Meet Sophie Wilshaw, Senior Manager, Product Management. Sophie and her team work across our e-commerce business, covering a wide range of product lines, to support the build of product features on the Amazon store websites that provide a seamless shopping experience for our customers.
We spoke to Sophie to find out more about how Product Managers and their teams help millions of customers around the world by continuously innovating and simplifying the customer journey.
What does a Product Manager do at Amazon?
Product management is a strategic role driving the development, launch and ongoing support and improvement of products. By ‘products’ in this context, we mean any new website features or tools that we add to our webpages. Across different organisations, the role can mean different things but it always encompasses a wide range of responsibilities.
At Amazon, Product Managers or Leaders like myself are involved in the end-to-end process of developing new products for our Amazon stores around the world. This process covers everything from ideation to the development, launch, and adoption of said products on our Amazon stores, always with the customer at the heart of our product design.
I talk to global business and tech partners everyday – not just in Europe but also across the US, India, and further afield. That means we’re always enjoying a real cultural mix and thinking creatively about how to work across different markets.
I check in with teams on our pipeline of ideas – we might be looking at a scoping document for a new product, user stories, or reviewing our ideation process. I get to see game-changing ideas developed live.
Then working across amazing teams in business functions, product management and tech means I’m constantly learning and building new relationships.
How do you launch a new product at Amazon?
One of the most important parts of life at Amazon is that anyone can put forward a new idea. Wherever you may be sitting in the business, if your idea can help us build better experiences for our customers, our product management team wants to hear it.
Using our ‘Working Backwards’ approach, you can frame any new proposal by outlining the end vision first, focusing on what the idea means to our customers. Once we have the vision in front of us, we then work backwards to figure out the step-by-step process required to make that vision a reality.
Hackathons are a great way to identify and develop new ideas. We want to leverage experimentation and the natural creativity across our teams, because everybody needs time and space to be playful and to ‘think big’. We bring a diverse set of business and tech partners together, invite new ideas, split up into groups and then set ourselves a target – for example, can we move from a concept to a ‘working backwards’ document built in under 24 hours?
During one of these hackathons we identified and developed 360-degree imaging on product pages which you can now see on Amazon today!
What are the top three qualities you look for in a Product Manager on your team?
Having been at Amazon for over four years, I think about what qualities you need to succeed in relation to our Amazon Leadership Principles.
The first is ‘Customer Obsession’. We always make sure that what we are developing is based on a real customer need and we are continuously iterating and honing the design to meet our customers’ high expectations.
The second is ‘Invent and Simplify’. We don’t want to deliver products that already exist in the market. Instead, we think creatively for new experiences on behalf of our customers. At Amazon we serve millions of people every day, which presents big and complex challenges that we always strive to solve with simple but delightful solutions.
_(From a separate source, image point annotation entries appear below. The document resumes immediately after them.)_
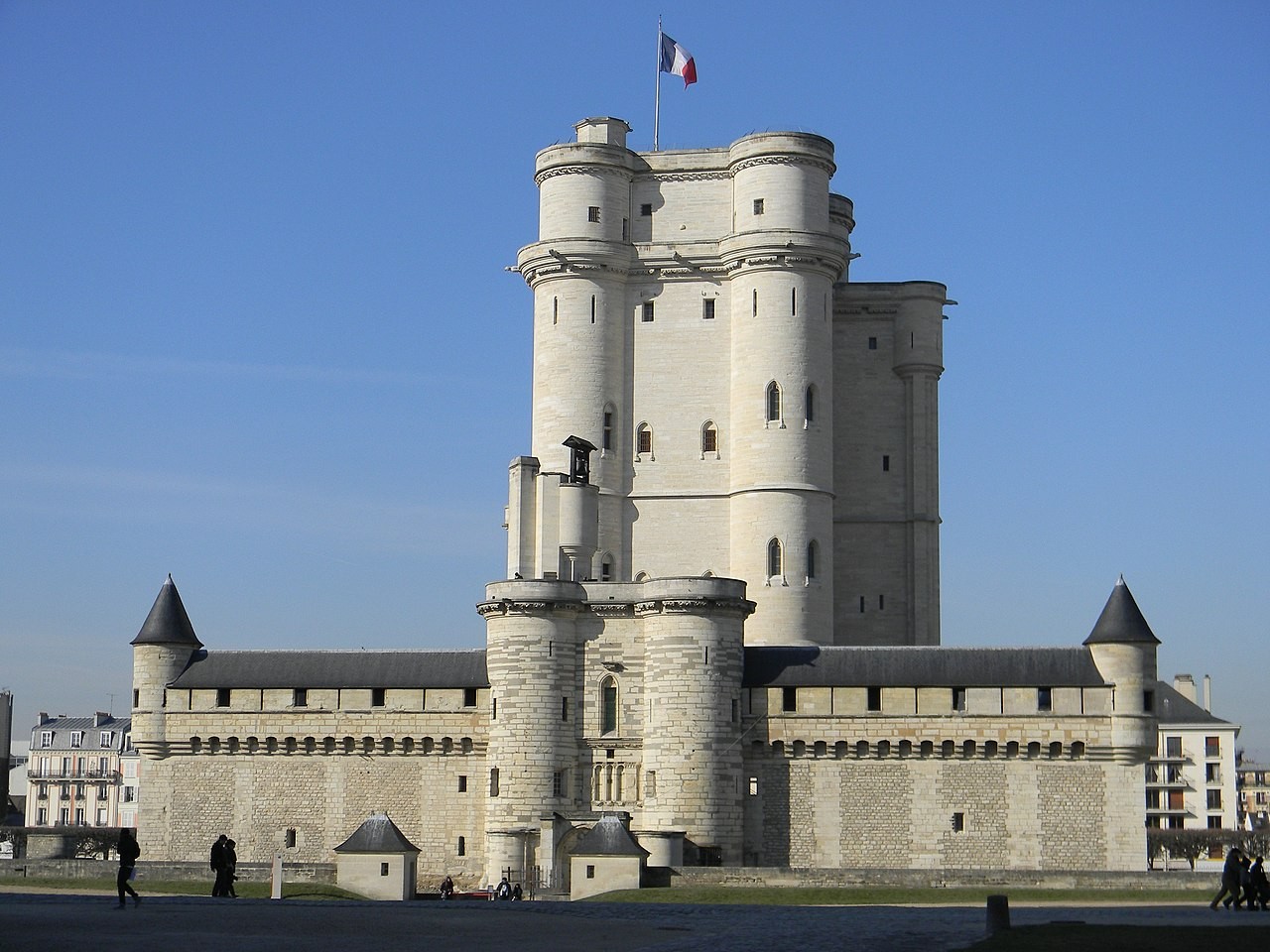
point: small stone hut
(377, 861)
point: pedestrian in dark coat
(218, 866)
(128, 852)
(1229, 890)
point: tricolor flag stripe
(677, 61)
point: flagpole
(657, 98)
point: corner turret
(160, 652)
(1123, 648)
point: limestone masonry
(720, 620)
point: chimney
(1185, 685)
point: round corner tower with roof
(160, 652)
(1123, 648)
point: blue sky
(255, 327)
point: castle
(720, 616)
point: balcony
(82, 774)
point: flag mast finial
(657, 98)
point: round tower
(784, 259)
(1123, 648)
(694, 657)
(160, 652)
(531, 656)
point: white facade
(756, 416)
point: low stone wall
(191, 873)
(937, 879)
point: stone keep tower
(693, 321)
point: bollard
(998, 914)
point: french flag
(677, 61)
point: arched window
(608, 706)
(774, 403)
(708, 438)
(606, 436)
(644, 440)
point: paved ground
(54, 921)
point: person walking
(217, 864)
(128, 852)
(230, 869)
(1229, 890)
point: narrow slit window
(775, 558)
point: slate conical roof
(168, 622)
(1121, 621)
(379, 834)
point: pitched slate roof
(90, 728)
(168, 622)
(335, 669)
(1176, 708)
(1121, 621)
(920, 666)
(608, 837)
(379, 834)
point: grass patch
(1124, 938)
(246, 889)
(881, 896)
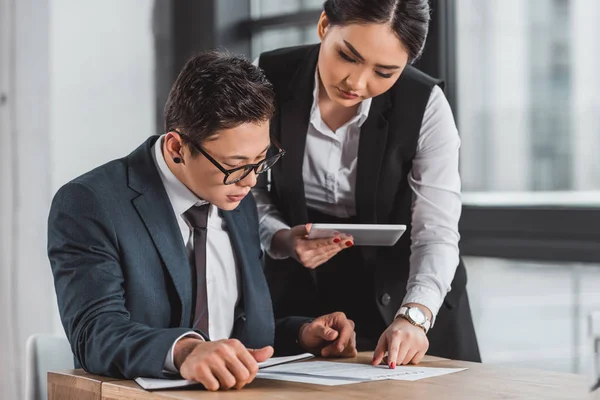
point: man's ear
(323, 26)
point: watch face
(417, 315)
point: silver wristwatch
(415, 316)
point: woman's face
(359, 61)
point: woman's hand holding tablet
(310, 252)
(364, 234)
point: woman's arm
(435, 182)
(270, 221)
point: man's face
(245, 144)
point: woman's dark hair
(216, 91)
(409, 19)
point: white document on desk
(157, 384)
(358, 372)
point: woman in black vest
(371, 140)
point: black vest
(387, 146)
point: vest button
(385, 299)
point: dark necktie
(198, 217)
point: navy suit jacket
(123, 279)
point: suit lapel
(371, 153)
(256, 320)
(295, 117)
(154, 208)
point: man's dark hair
(216, 91)
(409, 19)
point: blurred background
(84, 82)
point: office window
(269, 8)
(283, 37)
(277, 36)
(528, 94)
(533, 314)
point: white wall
(81, 92)
(102, 85)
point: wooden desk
(480, 381)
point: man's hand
(223, 364)
(330, 335)
(404, 342)
(311, 253)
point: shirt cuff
(169, 361)
(426, 297)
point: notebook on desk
(160, 384)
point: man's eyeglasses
(237, 174)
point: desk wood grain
(480, 381)
(75, 384)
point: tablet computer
(364, 234)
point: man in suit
(156, 256)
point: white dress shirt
(329, 173)
(222, 275)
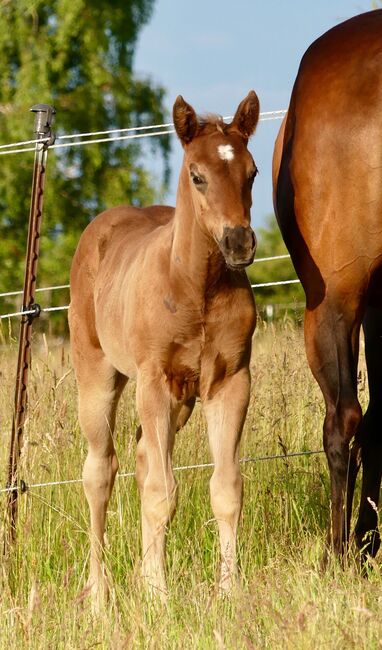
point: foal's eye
(253, 175)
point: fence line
(6, 149)
(67, 286)
(29, 312)
(24, 487)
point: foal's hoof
(228, 585)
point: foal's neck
(194, 252)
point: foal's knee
(159, 500)
(342, 420)
(226, 495)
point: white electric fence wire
(67, 286)
(63, 307)
(273, 284)
(19, 293)
(136, 136)
(10, 148)
(266, 259)
(27, 312)
(20, 144)
(49, 309)
(181, 468)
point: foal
(160, 295)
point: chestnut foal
(160, 295)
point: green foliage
(77, 56)
(270, 243)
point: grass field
(284, 600)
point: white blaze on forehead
(226, 152)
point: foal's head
(220, 173)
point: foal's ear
(247, 115)
(185, 120)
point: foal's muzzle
(238, 246)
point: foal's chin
(238, 265)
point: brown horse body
(328, 200)
(159, 295)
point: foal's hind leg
(99, 388)
(367, 534)
(225, 413)
(158, 413)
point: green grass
(284, 601)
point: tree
(77, 55)
(270, 243)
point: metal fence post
(44, 115)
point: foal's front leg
(225, 413)
(157, 486)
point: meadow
(284, 599)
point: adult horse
(328, 200)
(160, 295)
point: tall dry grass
(284, 600)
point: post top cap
(43, 108)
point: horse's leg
(332, 339)
(225, 413)
(367, 534)
(157, 486)
(99, 388)
(183, 416)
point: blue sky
(213, 53)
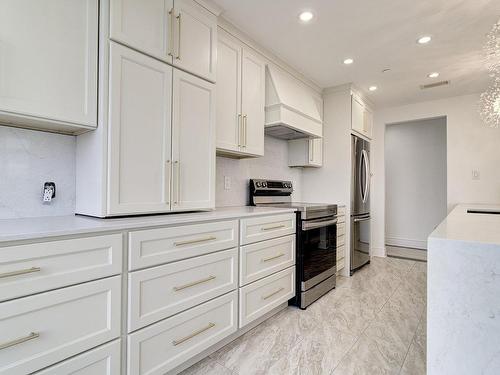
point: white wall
(28, 159)
(415, 181)
(273, 165)
(471, 145)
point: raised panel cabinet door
(228, 94)
(253, 102)
(144, 25)
(48, 60)
(140, 92)
(195, 39)
(357, 115)
(193, 142)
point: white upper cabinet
(195, 39)
(139, 133)
(49, 61)
(361, 117)
(240, 99)
(145, 25)
(181, 33)
(193, 143)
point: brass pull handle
(31, 336)
(273, 293)
(194, 283)
(196, 333)
(273, 257)
(273, 227)
(20, 272)
(178, 57)
(171, 36)
(198, 240)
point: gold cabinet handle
(273, 227)
(273, 293)
(178, 57)
(194, 283)
(273, 257)
(171, 36)
(31, 336)
(20, 272)
(194, 334)
(198, 240)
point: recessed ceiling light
(306, 16)
(424, 39)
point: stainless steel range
(316, 238)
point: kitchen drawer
(33, 268)
(265, 258)
(340, 265)
(156, 246)
(340, 252)
(104, 360)
(266, 227)
(158, 348)
(262, 296)
(340, 229)
(340, 241)
(159, 292)
(38, 331)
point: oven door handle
(307, 225)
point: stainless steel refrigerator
(360, 203)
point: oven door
(318, 251)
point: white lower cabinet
(159, 292)
(104, 360)
(40, 330)
(158, 348)
(262, 296)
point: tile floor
(372, 323)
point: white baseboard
(378, 252)
(406, 242)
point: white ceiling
(377, 34)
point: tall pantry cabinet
(154, 149)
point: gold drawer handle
(274, 227)
(31, 336)
(272, 258)
(185, 286)
(273, 293)
(194, 334)
(20, 272)
(189, 242)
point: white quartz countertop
(53, 226)
(470, 227)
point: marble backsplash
(273, 165)
(28, 159)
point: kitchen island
(463, 288)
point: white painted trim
(406, 242)
(380, 252)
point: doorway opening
(415, 185)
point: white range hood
(293, 110)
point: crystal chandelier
(489, 103)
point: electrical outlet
(227, 183)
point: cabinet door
(140, 92)
(144, 25)
(357, 115)
(48, 60)
(253, 102)
(228, 94)
(195, 39)
(193, 142)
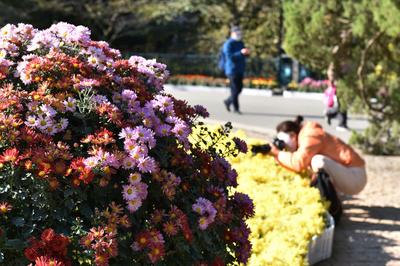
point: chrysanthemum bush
(288, 212)
(95, 163)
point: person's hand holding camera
(274, 151)
(245, 51)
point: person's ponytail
(290, 126)
(299, 119)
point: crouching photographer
(334, 162)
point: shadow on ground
(367, 235)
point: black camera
(266, 148)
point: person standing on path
(235, 54)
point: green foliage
(358, 38)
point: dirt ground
(369, 232)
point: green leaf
(18, 221)
(17, 244)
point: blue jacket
(235, 61)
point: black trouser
(236, 84)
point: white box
(320, 247)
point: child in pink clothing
(331, 102)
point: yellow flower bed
(288, 212)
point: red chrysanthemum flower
(46, 261)
(10, 155)
(170, 228)
(5, 207)
(156, 253)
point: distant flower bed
(309, 85)
(203, 80)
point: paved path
(369, 233)
(262, 113)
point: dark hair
(290, 126)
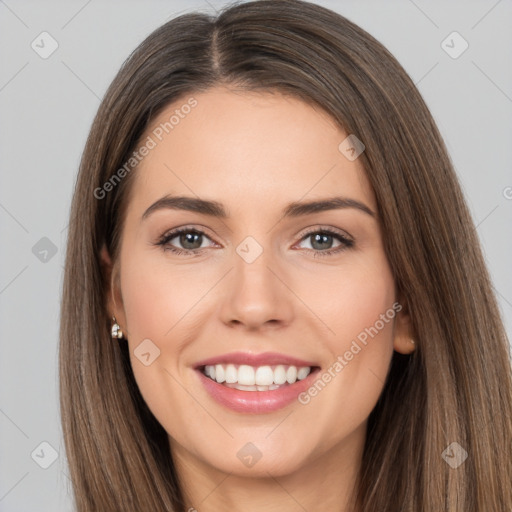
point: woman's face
(261, 284)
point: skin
(255, 153)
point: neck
(324, 483)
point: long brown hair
(456, 387)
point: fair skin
(255, 153)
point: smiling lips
(259, 383)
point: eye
(184, 241)
(326, 242)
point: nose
(255, 295)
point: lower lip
(256, 402)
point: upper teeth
(260, 375)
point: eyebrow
(216, 209)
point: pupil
(189, 240)
(320, 239)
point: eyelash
(346, 243)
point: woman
(274, 296)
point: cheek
(157, 296)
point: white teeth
(280, 374)
(261, 378)
(291, 375)
(220, 374)
(264, 376)
(231, 374)
(303, 372)
(246, 375)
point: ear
(403, 333)
(113, 297)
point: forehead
(252, 149)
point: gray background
(47, 106)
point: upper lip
(263, 359)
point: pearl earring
(116, 331)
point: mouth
(260, 378)
(249, 383)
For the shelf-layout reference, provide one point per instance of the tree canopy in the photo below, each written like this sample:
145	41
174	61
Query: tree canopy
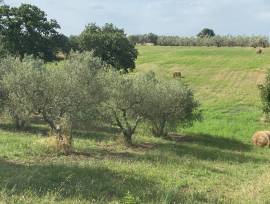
26	30
206	32
110	44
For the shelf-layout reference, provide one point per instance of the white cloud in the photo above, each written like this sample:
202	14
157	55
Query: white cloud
175	17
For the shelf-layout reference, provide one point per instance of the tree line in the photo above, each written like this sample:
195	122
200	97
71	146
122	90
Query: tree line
206	37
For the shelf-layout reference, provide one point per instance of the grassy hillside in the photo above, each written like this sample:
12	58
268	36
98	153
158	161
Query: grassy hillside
217	164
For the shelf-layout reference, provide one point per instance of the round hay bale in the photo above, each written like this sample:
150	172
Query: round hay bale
261	138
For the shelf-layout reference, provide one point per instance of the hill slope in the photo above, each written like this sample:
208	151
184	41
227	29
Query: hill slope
218	165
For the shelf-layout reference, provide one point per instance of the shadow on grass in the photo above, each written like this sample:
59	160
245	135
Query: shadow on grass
71	181
97	134
213	141
34	129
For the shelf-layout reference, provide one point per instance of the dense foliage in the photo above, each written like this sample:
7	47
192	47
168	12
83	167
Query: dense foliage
81	88
219	41
143	39
206	32
166	104
110	44
265	96
25	30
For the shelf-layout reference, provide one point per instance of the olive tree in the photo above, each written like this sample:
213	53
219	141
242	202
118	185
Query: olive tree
265	96
122	102
19	84
70	90
166	104
110	44
206	32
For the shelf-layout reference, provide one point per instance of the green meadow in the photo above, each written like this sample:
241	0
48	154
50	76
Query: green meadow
215	161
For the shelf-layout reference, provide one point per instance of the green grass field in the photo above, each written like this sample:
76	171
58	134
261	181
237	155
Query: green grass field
217	165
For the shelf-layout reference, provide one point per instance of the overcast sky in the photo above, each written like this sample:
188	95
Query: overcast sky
170	17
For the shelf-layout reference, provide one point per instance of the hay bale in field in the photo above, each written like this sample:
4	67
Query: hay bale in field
261	138
177	74
259	51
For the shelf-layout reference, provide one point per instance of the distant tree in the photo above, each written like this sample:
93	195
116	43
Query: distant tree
152	38
74	42
110	44
206	32
134	39
27	31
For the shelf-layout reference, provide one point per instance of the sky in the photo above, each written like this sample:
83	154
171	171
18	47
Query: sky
163	17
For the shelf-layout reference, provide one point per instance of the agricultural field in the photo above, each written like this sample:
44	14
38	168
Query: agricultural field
214	163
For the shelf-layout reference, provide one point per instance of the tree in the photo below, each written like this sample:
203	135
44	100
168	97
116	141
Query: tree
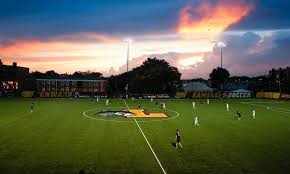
218	77
152	77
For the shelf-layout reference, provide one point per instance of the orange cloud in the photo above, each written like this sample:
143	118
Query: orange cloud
207	17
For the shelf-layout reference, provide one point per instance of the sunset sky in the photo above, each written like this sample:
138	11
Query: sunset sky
72	35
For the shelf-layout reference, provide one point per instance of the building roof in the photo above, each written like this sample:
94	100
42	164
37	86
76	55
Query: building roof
196	86
83	80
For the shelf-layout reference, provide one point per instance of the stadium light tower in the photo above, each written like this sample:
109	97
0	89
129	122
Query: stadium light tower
128	40
221	45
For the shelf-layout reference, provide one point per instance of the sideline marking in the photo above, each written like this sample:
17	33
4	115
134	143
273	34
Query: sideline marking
147	142
282	110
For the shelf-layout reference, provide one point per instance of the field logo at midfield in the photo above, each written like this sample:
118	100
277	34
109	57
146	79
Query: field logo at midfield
132	113
92	114
55	94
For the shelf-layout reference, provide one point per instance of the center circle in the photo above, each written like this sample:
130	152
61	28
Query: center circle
87	114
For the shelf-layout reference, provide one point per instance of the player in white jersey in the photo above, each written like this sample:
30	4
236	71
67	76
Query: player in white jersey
254	113
193	105
196	121
164	106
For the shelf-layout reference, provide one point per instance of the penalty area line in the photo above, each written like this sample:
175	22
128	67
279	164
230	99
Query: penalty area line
147	142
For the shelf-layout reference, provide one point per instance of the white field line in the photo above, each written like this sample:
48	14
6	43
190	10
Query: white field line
282	110
147	142
16	119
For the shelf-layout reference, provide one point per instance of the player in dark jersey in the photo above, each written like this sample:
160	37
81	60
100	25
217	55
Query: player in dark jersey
32	107
178	142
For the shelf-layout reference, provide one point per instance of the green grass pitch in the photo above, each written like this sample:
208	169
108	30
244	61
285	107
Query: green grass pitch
58	138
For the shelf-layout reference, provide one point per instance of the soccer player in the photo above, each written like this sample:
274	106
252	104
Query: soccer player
32	107
178	139
164	106
239	115
193	105
196	121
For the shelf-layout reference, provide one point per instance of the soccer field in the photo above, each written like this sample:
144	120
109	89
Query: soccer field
65	136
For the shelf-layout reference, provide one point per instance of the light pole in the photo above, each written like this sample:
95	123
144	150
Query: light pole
128	40
221	45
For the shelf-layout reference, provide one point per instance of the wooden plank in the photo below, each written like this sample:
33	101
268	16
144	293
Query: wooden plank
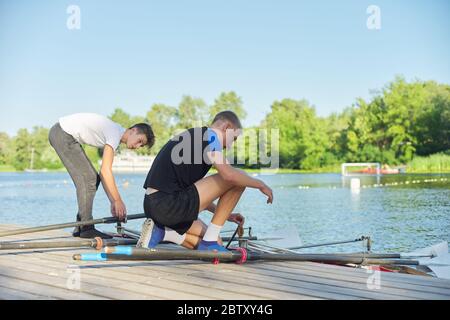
104	289
304	281
165	284
357	272
13	294
117	281
336	280
289	279
107	288
38	288
132	269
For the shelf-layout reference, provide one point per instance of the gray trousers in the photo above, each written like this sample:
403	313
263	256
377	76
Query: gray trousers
81	170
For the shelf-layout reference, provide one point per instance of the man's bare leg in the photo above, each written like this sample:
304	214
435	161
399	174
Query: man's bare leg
209	189
195	234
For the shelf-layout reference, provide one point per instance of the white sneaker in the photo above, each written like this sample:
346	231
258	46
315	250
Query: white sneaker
146	233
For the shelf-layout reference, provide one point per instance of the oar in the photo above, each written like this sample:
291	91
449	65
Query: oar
97	243
363	238
139	254
69	225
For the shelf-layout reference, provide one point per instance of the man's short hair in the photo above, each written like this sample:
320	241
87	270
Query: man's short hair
229	116
146	129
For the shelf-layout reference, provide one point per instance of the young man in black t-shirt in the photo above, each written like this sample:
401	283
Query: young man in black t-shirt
177	189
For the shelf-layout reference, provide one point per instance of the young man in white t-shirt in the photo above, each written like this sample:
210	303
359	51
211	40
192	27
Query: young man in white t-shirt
67	136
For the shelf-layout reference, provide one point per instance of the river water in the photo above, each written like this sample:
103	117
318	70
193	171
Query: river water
406	212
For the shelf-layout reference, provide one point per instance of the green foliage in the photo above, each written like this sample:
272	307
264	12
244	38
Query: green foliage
5	149
402	121
439	162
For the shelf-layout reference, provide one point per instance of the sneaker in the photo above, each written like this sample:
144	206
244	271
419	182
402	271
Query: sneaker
211	246
151	235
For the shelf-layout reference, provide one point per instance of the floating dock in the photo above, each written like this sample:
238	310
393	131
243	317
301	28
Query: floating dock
53	274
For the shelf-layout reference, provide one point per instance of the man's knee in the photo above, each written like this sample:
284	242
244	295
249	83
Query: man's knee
238	189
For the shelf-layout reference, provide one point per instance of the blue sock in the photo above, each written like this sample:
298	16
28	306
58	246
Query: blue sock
211	245
157	236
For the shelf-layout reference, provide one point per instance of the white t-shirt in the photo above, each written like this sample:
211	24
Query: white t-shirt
93	129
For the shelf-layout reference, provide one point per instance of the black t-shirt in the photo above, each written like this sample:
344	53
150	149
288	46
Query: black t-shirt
181	162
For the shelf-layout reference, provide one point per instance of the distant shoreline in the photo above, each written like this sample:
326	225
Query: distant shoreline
9	169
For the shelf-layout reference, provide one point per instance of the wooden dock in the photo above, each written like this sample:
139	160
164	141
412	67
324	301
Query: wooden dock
52	274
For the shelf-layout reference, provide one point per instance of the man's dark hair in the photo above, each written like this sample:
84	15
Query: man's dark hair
145	128
228	116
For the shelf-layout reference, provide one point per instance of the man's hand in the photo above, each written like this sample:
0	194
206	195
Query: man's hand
267	191
119	210
237	218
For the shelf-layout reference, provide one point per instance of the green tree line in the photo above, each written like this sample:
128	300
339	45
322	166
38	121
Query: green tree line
400	121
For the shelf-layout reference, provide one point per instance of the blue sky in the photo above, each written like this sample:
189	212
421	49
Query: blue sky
131	54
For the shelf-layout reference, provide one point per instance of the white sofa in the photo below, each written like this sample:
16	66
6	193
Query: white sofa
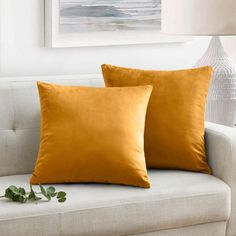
179	203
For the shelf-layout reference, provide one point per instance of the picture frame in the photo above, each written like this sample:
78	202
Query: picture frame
55	39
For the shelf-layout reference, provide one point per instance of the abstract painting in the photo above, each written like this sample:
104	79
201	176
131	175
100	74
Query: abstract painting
109	15
79	23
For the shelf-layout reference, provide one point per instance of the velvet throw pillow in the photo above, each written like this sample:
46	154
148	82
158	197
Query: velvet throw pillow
174	131
92	135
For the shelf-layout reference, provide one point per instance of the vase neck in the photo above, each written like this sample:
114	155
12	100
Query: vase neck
215	48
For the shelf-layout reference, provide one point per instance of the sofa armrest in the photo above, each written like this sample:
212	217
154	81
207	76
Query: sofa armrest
221	155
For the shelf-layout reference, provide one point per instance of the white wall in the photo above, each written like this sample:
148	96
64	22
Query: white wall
22	49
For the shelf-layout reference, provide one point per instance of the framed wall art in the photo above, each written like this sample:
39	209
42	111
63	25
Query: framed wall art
78	23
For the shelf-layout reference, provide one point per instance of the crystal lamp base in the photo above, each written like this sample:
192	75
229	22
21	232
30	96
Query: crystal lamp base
221	100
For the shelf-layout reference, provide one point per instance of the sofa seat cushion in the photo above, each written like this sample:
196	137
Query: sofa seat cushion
176	199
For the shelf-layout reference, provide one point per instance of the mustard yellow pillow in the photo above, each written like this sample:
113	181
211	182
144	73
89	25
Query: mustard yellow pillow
174	131
92	135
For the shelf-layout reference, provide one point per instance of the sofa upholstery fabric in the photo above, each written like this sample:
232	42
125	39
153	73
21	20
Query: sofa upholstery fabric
221	153
176	199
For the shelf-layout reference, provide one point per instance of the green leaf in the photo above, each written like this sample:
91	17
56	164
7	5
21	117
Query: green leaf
21	191
20	195
62	199
51	191
61	194
32	195
44	192
16	194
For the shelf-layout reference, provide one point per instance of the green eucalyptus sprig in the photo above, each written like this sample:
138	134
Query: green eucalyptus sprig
18	194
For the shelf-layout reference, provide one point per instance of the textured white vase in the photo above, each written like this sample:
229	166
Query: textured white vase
221	100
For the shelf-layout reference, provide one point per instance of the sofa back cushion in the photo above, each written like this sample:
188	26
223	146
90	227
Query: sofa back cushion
20	118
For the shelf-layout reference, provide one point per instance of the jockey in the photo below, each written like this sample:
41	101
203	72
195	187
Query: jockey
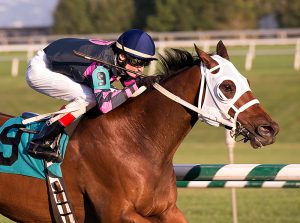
57	72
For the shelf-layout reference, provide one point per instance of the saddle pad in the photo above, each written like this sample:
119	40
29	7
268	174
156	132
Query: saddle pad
13	156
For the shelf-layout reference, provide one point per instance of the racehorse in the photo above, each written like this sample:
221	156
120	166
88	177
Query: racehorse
118	166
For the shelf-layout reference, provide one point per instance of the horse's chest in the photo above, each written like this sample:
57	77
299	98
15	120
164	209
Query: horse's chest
154	199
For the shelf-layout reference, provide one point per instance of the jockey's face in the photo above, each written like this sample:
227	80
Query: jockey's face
133	64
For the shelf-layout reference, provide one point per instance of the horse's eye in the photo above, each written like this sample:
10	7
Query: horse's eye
228	88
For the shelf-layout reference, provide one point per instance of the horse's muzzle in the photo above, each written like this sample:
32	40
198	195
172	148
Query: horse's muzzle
264	134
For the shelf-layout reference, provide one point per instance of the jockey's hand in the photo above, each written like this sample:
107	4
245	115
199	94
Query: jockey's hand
147	81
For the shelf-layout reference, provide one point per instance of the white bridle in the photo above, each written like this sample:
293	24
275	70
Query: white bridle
215	106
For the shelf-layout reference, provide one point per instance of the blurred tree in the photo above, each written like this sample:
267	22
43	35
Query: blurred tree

The third quality is ‘Deliver Results’. We love to continually improve our customer experience, which relies on our ability to launch new products on a regular basis.
How do Product Managers and their teams build new technology-driven experiences when they do not have experience as a software developer?
A Product Manager doesn’t need to know how to code. What they do need to understand is our customers’ needs and develop new experiences to address these issues.
I studied Geology at Durham – in fact, I originally wanted to be a volcanologist! But in my early career in consumer consultancy, I found a niche for understanding customers inside-out and working on related projects. I learned analytics and other skills, crafting my career as it developed. There are not many linear career paths, and you don’t need a degree in engineering or computer science to excel – instead you need an open mind to lifelong learning and a diverse range of skills in the team around you.
We work with wonderful tech partners all around the world – including software developers and engineers, front- and back-end developers, User Experience designers, data scientists and more – to turn our vision into a real product on Amazon’s online stores.